SW. Favorite authors/poets (outside Splash)?
Mo: plenty, but I think of particular poems rather than the body of a poet’s work; early Wallace stevens, so much better than what came later; James Wright here:

In the Shreve High football stadium,
I think of Polacks nursing long beers in Tiltonsville,
And gray faces of Negroes in the blast furnace at Benwood,
And the ruptured night watchman of Wheeling Steel,
Dreaming of heroes.


All the proud fathers are ashamed to go home.
Their women cluck like starved pullets,
Dying for love.

Therefore,

Their sons grow suicidally beautiful
At the beginning of October,
And gallop terribly against each other's bodies.

--- James Wright

most of Eliot:

The winter evening settles down
With smell of steaks in passageways.
Six o’clock.
The burnt-out ends of smoky days.
And now a gusty shower wraps 5
The grimy scraps
Of withered leaves about your feet
And newspapers from vacant lots;

--- excerpt from Preludes

lots of Philip Larkin:

Light spreads darkly downwards from the high
Clusters of lights over empty chairs
That face each other, coloured differently.
Through open doors, the dining-room declares
A larger loneliness of knives and glass
And silence laid like carpet.
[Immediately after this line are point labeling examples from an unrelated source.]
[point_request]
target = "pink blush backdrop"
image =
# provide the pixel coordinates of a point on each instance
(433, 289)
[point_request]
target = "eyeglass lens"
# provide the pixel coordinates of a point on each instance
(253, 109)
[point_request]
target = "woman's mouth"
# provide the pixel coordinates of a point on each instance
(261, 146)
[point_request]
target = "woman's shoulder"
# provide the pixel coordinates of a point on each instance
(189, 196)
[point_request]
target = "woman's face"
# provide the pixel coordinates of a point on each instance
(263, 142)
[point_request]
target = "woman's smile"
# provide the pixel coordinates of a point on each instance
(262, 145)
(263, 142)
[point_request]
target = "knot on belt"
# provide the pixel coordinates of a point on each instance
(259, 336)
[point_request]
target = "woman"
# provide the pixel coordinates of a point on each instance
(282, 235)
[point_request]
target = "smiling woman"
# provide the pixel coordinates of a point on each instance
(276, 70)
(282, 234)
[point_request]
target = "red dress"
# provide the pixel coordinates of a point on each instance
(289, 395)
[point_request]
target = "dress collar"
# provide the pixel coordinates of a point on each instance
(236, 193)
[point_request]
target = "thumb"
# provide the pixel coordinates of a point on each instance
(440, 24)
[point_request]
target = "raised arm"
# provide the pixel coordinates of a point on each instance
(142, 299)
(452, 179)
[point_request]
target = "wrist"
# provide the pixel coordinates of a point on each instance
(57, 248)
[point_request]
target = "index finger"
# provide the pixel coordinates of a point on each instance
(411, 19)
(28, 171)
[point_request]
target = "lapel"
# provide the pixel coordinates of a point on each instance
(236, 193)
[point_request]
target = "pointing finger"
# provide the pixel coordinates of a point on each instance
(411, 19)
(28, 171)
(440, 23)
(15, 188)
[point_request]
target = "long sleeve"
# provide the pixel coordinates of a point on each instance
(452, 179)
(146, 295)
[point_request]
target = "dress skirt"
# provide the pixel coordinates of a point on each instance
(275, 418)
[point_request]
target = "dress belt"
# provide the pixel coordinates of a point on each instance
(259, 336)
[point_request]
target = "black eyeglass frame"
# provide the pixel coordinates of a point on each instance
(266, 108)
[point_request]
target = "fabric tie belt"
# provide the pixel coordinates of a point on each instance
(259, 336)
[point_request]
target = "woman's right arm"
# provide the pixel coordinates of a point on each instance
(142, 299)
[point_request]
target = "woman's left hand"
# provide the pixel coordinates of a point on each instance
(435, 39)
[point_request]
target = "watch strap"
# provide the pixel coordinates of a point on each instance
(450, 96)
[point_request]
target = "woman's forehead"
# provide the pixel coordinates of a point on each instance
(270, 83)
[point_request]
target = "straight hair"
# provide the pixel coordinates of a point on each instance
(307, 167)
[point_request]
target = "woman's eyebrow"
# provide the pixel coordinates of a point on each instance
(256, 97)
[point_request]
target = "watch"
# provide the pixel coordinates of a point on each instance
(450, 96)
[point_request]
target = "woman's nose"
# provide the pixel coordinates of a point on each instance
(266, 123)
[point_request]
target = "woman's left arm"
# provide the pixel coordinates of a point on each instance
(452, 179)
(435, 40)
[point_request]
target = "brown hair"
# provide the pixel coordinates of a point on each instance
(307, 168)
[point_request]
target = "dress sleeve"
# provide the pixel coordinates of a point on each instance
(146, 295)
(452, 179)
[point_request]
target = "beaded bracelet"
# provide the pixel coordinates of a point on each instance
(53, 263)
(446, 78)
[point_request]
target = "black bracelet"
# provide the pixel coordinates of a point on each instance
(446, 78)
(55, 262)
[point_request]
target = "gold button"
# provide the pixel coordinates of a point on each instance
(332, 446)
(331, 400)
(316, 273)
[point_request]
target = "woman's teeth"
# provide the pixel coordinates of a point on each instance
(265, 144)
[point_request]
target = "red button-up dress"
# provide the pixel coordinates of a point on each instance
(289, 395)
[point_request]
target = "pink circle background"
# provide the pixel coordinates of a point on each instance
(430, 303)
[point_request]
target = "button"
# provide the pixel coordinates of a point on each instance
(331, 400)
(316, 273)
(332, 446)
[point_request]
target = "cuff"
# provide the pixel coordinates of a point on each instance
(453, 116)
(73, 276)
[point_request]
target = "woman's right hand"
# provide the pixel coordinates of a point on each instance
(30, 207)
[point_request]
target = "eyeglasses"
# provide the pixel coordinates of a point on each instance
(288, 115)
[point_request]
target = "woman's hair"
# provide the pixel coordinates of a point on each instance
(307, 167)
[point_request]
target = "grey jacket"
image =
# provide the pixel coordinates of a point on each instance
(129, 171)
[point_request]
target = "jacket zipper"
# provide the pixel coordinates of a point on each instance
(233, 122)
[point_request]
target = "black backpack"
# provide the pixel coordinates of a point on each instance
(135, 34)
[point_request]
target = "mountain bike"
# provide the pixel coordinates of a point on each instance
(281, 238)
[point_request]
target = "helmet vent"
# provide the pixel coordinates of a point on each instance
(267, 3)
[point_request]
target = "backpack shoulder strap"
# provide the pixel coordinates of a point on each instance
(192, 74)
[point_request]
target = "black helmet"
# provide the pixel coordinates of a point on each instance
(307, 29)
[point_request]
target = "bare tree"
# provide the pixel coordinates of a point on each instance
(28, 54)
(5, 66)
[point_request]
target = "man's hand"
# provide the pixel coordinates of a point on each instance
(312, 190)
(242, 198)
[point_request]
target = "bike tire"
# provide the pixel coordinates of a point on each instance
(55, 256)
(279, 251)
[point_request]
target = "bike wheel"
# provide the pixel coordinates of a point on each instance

A porter reads
An unsold evening paper. Hours pass,
And all the salesmen have gone back to Leeds,
Leaving full ashtrays in the Conference Room.
In shoeless corridors, the lights burn. How
Isolated, like a fort, it is -
The headed paper, made for writing home
(If home existed) letters of exile: Now
Night comes on. Waves fold behind villages.

--- Philip Larkin - Friday Night at the Royal Station Hotel

Pound, when he writes like this:

The apparition of these faces in the crowd;
Petals on a wet, black bough.

--- In a Station of the Metro

a lot of Sharon Olds, and Elizabeth Bishop, some Adrienne Rich

Randall Jarrel’s poems, his essays also.

From my mother's sleep I fell into the State,
And I hunched in its belly till my wet fur froze.
Six miles from earth, loosed from the dream of life,
I woke to black flak and the nightmare fighters.
When I died they washed me out of the turret with a hose.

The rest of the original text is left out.